BD: No, we're not defensive, absolutely not. Coal has been used very successfully and will be used in future in South Africa. It's a natural resource that we have, we've been very successful in the use of coal in growing one of the largest economies, in bringing electricity to the majority of South Africans -- we're absolutely not defensive about it.
Banker: Spending on climate change makes good business sense
CNN: But it is dirty energy and there is an excess of reliance on coal.
BD: It's not a question of being defensive, it's a question about the ill-informed, because you want us as a country to be cleaner and not have electricity and energy and that is a problem.
CNN: That's not what I'm saying, it's a fact that South Africa relies heavily on coal.
BD: It is a fact and successfully have done so. We've said clearly growth is important, we have said clearly that we're committed to a low-carbon future over time, so it is not growth at all costs.
South Africa has got a very clear path and strategy and is fully committed to deal with that. South Africa has made very clear commitments in terms of its CO2 emissions. South Africa has also made it very clear that it is a developing country that must grow, that we must see the establishment of funding to make sure that it is available for us to do so.

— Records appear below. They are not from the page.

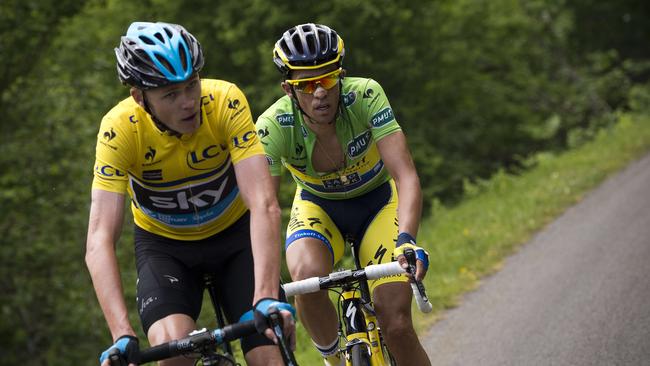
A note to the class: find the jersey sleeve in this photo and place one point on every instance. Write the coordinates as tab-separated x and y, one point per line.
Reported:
112	153
240	130
272	139
380	114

We have a clear path as to how we make sure we grow and how we make sure we respond to the needs of the environment and as a country and as company we're fully committed to that.
CNN: Is nuclear still a very big part of your plans?
BD: South Africa has produced a 20-year energy electricity plan and that plan has got an inclusion of nuclear. That plan says, of the additional capacity of the next 20 years, 42% of it will be renewables, 23% of it will be nuclear, because we do have requirement for base-load energy.
We can't stall electricity -- nuclear as a base-load energy option is a viable option for this continent and again, coming back to my previous point, no one option, whether coal or renewables or hydro will solve our energy problems in the future. We need a combination of all of it, and including nuclear for that matter.